Apprendre au temps du Covid-19
Mais qu'en est-il des tout-petits, ceux dont le cerveau est en plein développement? D'après Anna Cognet, psychologue clinicienne et cosignataire d'une tribune intitulée «Ne jetons pas les besoins des bébés avec l'eau du bain», des répercussions pourraient se faire sentir chez les très jeunes enfants en âge d'aller à la crèche.
«Les enfants observent et apprennent par imitation, ce qui pourrait entraîner d'éventuels retards de langage, assure-t-elle. D'autre part, l'enfant pourrait ressentir un sentiment d'inconfort, de malaise au contact de personnes masquées qu'il va peiner à différencier les unes des autres et dont il peinera encore plus à décrypter les intentions.» Anna Cognet souligne que certains problèmes pourraient également se poser pour les enfants à partir du CP. «Ça risque de ne pas être simple non plus pour les enfants qui apprennent à lire, mais eux sont plus grands et ont des bases plus solides.»

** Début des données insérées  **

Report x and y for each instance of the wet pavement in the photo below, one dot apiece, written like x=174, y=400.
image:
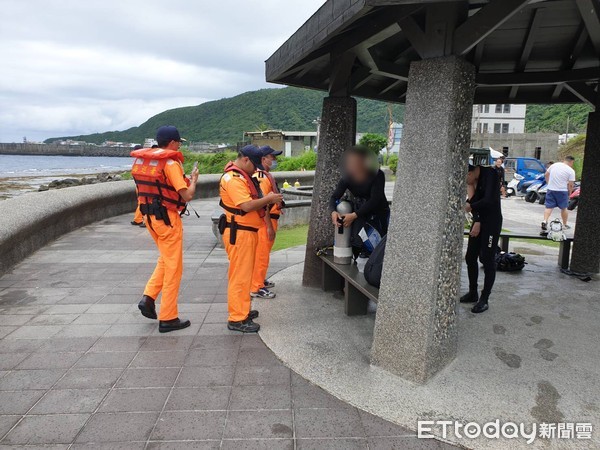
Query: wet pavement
x=81, y=368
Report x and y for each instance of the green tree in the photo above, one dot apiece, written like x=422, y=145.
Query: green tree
x=373, y=141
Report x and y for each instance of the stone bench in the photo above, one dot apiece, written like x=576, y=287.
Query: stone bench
x=564, y=254
x=347, y=278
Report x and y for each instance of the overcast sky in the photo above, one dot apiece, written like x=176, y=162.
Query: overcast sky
x=81, y=66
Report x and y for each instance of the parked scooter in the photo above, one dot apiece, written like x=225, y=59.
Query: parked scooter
x=574, y=198
x=531, y=194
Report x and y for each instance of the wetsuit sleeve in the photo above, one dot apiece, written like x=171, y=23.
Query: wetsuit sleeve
x=490, y=189
x=376, y=197
x=339, y=191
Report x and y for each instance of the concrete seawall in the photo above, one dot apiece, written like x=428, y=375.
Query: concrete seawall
x=62, y=150
x=31, y=221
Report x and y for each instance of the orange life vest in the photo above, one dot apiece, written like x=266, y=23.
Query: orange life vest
x=255, y=191
x=150, y=179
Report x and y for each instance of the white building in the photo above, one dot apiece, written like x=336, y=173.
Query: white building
x=501, y=118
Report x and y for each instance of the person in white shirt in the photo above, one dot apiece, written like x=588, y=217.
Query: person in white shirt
x=561, y=181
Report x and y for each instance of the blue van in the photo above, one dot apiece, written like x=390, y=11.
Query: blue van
x=528, y=168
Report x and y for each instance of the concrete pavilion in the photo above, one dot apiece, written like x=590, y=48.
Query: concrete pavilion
x=438, y=57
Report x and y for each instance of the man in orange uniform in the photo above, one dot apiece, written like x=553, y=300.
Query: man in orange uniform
x=266, y=234
x=244, y=206
x=163, y=191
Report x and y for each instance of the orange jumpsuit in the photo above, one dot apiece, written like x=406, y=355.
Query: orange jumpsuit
x=263, y=249
x=234, y=191
x=138, y=216
x=166, y=277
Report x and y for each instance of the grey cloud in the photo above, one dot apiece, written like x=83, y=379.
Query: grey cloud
x=74, y=66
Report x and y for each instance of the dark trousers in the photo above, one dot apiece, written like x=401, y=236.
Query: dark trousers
x=378, y=221
x=483, y=247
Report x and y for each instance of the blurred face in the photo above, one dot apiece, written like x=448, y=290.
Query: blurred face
x=356, y=167
x=268, y=162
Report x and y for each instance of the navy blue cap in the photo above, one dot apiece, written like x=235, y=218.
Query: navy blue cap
x=168, y=133
x=268, y=150
x=254, y=154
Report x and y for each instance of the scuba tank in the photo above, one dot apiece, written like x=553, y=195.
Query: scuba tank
x=342, y=249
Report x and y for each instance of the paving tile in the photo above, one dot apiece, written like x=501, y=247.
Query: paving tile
x=118, y=427
x=308, y=395
x=50, y=360
x=15, y=319
x=35, y=332
x=407, y=443
x=173, y=358
x=231, y=341
x=73, y=330
x=53, y=319
x=376, y=426
x=212, y=357
x=118, y=344
x=257, y=357
x=11, y=360
x=18, y=402
x=261, y=424
x=72, y=344
x=6, y=423
x=199, y=398
x=196, y=425
x=105, y=360
x=131, y=329
x=311, y=423
x=184, y=445
x=275, y=396
x=48, y=429
x=155, y=377
x=89, y=379
x=205, y=376
x=70, y=401
x=135, y=400
x=261, y=375
x=30, y=379
x=141, y=445
x=167, y=343
x=332, y=444
x=258, y=444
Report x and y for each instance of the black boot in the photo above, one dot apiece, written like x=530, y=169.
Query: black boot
x=147, y=307
x=164, y=326
x=245, y=326
x=470, y=297
x=482, y=304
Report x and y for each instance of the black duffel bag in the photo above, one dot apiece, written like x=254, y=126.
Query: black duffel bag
x=374, y=265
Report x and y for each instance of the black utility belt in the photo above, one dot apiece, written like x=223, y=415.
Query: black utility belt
x=233, y=227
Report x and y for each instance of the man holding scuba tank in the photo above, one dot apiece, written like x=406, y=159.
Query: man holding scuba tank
x=244, y=205
x=266, y=234
x=163, y=192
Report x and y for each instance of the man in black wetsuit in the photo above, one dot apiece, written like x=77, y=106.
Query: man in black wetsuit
x=483, y=202
x=366, y=182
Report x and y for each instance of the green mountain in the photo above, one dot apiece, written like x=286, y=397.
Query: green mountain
x=225, y=120
x=295, y=109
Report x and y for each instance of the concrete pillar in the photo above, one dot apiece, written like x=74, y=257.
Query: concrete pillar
x=586, y=247
x=337, y=133
x=415, y=326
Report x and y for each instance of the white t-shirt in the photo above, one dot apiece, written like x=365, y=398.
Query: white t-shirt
x=560, y=175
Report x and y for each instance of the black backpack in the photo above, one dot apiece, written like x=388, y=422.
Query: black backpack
x=374, y=265
x=509, y=262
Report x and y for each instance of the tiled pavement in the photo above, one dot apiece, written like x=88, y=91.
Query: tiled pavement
x=81, y=368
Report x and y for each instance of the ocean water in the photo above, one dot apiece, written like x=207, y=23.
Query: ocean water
x=43, y=166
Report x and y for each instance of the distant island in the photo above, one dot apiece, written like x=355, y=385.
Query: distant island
x=224, y=121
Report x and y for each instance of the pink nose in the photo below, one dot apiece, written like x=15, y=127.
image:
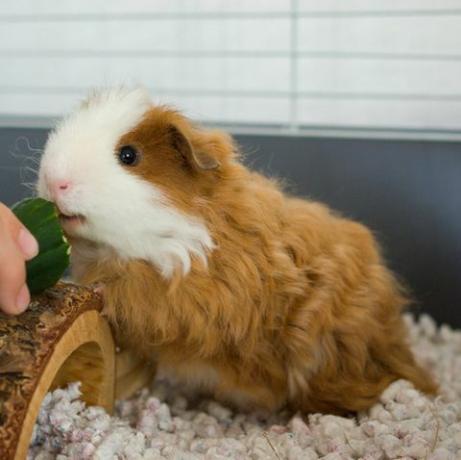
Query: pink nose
x=60, y=186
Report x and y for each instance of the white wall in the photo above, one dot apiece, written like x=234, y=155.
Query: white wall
x=321, y=63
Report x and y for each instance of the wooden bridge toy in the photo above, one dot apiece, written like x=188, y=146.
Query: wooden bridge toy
x=61, y=338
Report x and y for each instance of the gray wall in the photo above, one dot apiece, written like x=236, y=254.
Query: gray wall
x=408, y=192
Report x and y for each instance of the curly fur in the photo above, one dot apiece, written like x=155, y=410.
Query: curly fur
x=293, y=307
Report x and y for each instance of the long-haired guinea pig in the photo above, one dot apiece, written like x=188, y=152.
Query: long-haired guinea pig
x=212, y=272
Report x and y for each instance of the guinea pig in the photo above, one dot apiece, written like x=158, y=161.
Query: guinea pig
x=215, y=274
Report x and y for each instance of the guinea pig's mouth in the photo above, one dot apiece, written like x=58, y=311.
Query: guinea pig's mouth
x=71, y=219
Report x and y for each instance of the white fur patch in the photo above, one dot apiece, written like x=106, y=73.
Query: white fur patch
x=122, y=210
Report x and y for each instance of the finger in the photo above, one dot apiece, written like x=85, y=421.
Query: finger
x=24, y=239
x=14, y=295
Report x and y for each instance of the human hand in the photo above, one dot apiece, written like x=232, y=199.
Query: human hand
x=16, y=246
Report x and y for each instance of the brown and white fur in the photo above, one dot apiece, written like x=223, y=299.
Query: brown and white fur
x=214, y=273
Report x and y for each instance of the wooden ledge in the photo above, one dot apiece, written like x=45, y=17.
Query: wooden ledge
x=60, y=338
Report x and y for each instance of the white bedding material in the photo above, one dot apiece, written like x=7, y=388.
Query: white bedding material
x=161, y=423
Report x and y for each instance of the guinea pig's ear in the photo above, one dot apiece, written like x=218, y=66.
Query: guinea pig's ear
x=196, y=159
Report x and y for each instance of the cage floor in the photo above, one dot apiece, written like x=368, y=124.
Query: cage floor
x=163, y=423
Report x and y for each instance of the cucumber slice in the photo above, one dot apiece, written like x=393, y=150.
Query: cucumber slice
x=41, y=219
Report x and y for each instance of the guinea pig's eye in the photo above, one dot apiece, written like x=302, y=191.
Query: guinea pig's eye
x=128, y=155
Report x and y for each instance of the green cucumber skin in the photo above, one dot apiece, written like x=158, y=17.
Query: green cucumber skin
x=41, y=219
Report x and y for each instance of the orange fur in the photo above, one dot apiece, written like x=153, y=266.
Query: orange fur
x=295, y=307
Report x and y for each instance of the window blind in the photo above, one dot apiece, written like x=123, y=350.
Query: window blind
x=290, y=64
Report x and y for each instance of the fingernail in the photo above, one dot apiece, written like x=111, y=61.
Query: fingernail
x=23, y=299
x=27, y=243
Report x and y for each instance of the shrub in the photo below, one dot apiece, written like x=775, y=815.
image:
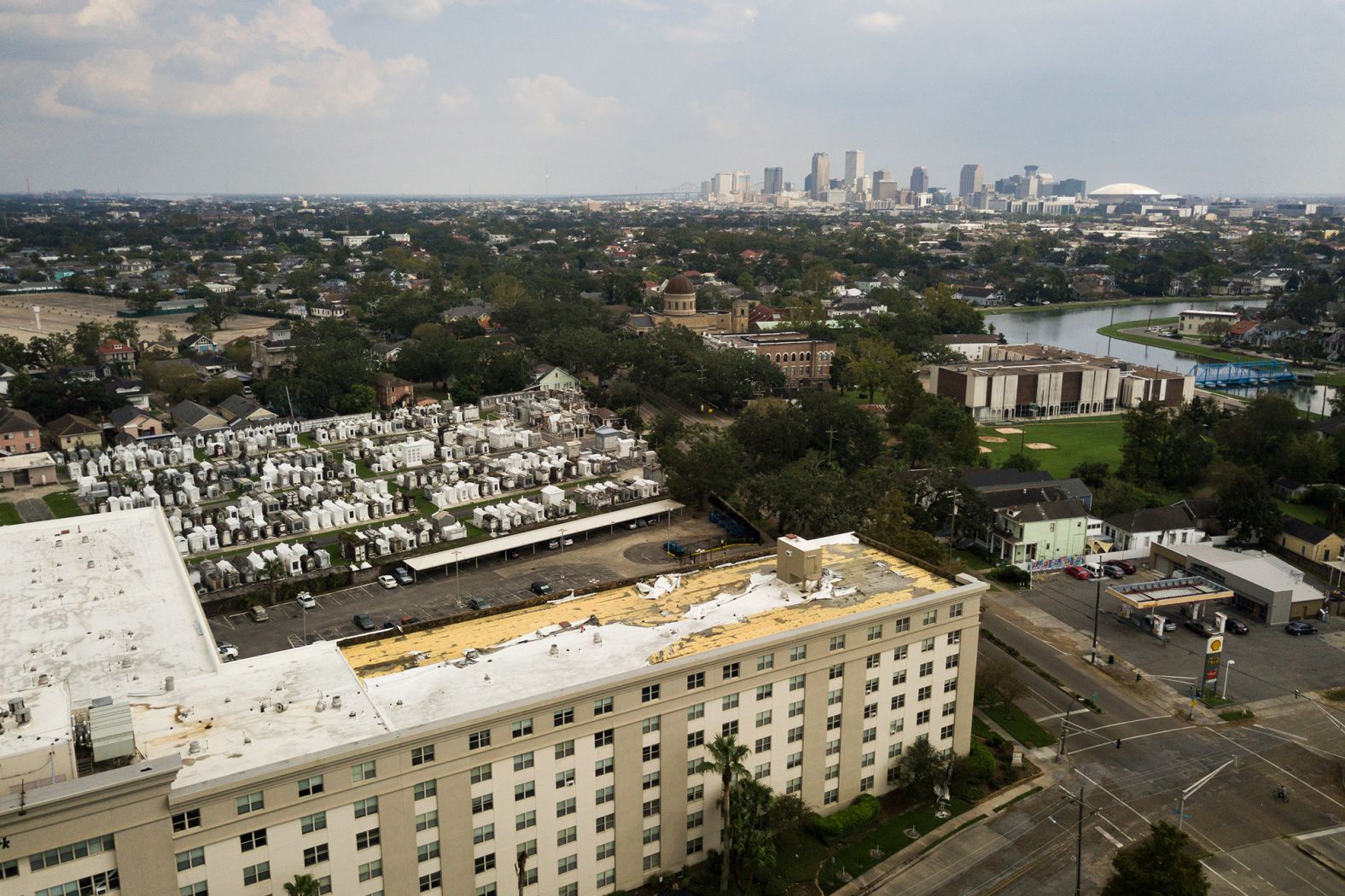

Cette inquiétude, Maeva l'a tout de même ressentie à de multiples reprises depuis que le masque lui est devenu obligatoire pour enseigner à ses élèves de CE1. «Quand on s'adresse à un élève, ce n'est pas gênant. Ça le devient beaucoup plus quand ils sont vingt-cinq, regrette-t-elle. Je me pose notamment des questions pour ce qui est des cours de phonologie. L'apprentissage des sons est une partie importante des cours de CE1. Avec les masques, c'est très difficile pour eux d'entendre le son correctement ou même de repérer le mouvement de la bouche afin de le prononcer. Jusqu'ici, j'étais seule à porter le masque.» Mais elle le sait, cette rentrée est différente. «Cette fois, tout le monde le porte.»